As it was analysed in the result section a first overall view of the current situation on the average third-party marketplace reveals that 5% of the total APKs have a high likelihood of containing malicious code, 64% are likely to be clean and 31% of them have never been scanned by VirusTotal. These percentages can be considered only as a guideline, because VirusTotal’s AVs cannot guarantee to uncover malicious code inside a specific APK. Furthermore, every one of the AVs used by Virus Total uses its own database and method, which brings to a plethora of different malware types detected. For these reasons, a lower cap of 6 positive detections was set during this paper to define an APK as malicious. On account of that, two previously analysed studies, DroidMOSS and DroidRanger, have been compared revealing a similar malware and repackaging percentage in similar Android marketplace scenarios.

Geo-localized over three main regions (China, Europe, and Russia) has been plotted showing a majority of malware detections focused on China, with 248 probable malicious APKs found. Furthermore, in China a vast number of applications was found as never detected by VirusTotal, if compared with the other two regions, confirming that China is a continuously changing scenario with always either new or repackaged applications growing wildly because of the absence of an official Play Store.

Subsequently a proper malware detection comparison has been analysed throughout the three main regions. While Russia and Europe had similar results, with a preponderance of generic malware detection, adware, and Airpush (advertisement mobile network for push notifications) and only a few cases of the most dangerous applications, China had again a completely different scenario, revealing a highly detected number of riskware like SMSPay, which are used to trick money from users.
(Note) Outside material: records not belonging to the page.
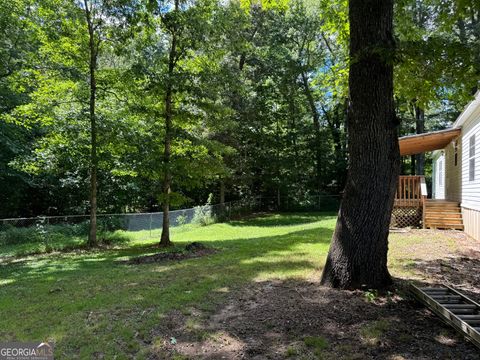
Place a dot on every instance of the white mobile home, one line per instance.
(455, 194)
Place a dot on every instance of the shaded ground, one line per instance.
(300, 319)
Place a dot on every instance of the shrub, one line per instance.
(181, 219)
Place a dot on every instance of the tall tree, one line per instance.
(358, 254)
(93, 48)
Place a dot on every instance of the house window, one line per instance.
(440, 173)
(471, 161)
(455, 150)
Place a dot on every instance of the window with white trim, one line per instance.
(471, 159)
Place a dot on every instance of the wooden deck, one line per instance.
(409, 202)
(413, 209)
(443, 214)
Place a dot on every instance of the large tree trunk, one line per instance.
(358, 253)
(167, 179)
(420, 129)
(93, 48)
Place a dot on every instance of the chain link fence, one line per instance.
(62, 232)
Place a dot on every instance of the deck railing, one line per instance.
(411, 193)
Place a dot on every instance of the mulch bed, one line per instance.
(192, 250)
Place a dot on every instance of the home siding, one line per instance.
(471, 189)
(471, 222)
(453, 173)
(438, 186)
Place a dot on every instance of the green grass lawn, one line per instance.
(91, 301)
(86, 301)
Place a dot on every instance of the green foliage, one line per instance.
(44, 238)
(203, 215)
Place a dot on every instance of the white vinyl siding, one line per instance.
(471, 158)
(453, 171)
(471, 162)
(471, 222)
(439, 173)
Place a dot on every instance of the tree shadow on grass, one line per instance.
(283, 219)
(301, 319)
(61, 294)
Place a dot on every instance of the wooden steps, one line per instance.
(443, 214)
(454, 308)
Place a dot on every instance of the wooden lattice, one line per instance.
(406, 217)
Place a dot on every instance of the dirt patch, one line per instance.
(457, 267)
(299, 319)
(303, 320)
(192, 250)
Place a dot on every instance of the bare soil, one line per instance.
(299, 319)
(192, 250)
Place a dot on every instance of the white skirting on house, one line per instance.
(471, 222)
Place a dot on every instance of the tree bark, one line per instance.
(420, 129)
(167, 180)
(222, 192)
(316, 130)
(93, 49)
(358, 254)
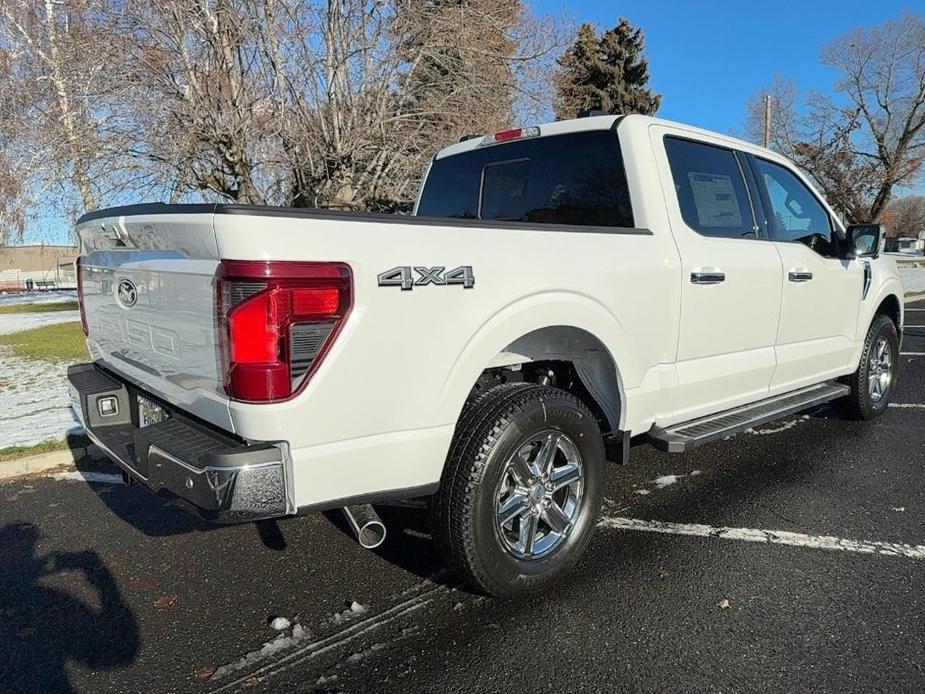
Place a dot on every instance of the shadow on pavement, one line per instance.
(43, 628)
Finally, searching through all the detected malware types, a couple of noteworthy Trojans have been found like GoldenEagle and Plankton. Also GinMaster, a trojanized application strictly geo-localized in Chinese marketplaces was detected numerous times. Furthermore, Fusob, a mobile ransomware discovered recently, was also detected throughout the dataset.

As it would be expected, this research has shown how a high percentage of dangerous APK can still be found over the web through untrusted marketplaces, especially Chinese ones. However, most interesting, it has to be noted how many applications are distributed along the internet without any security check as VirusTotal database revealed.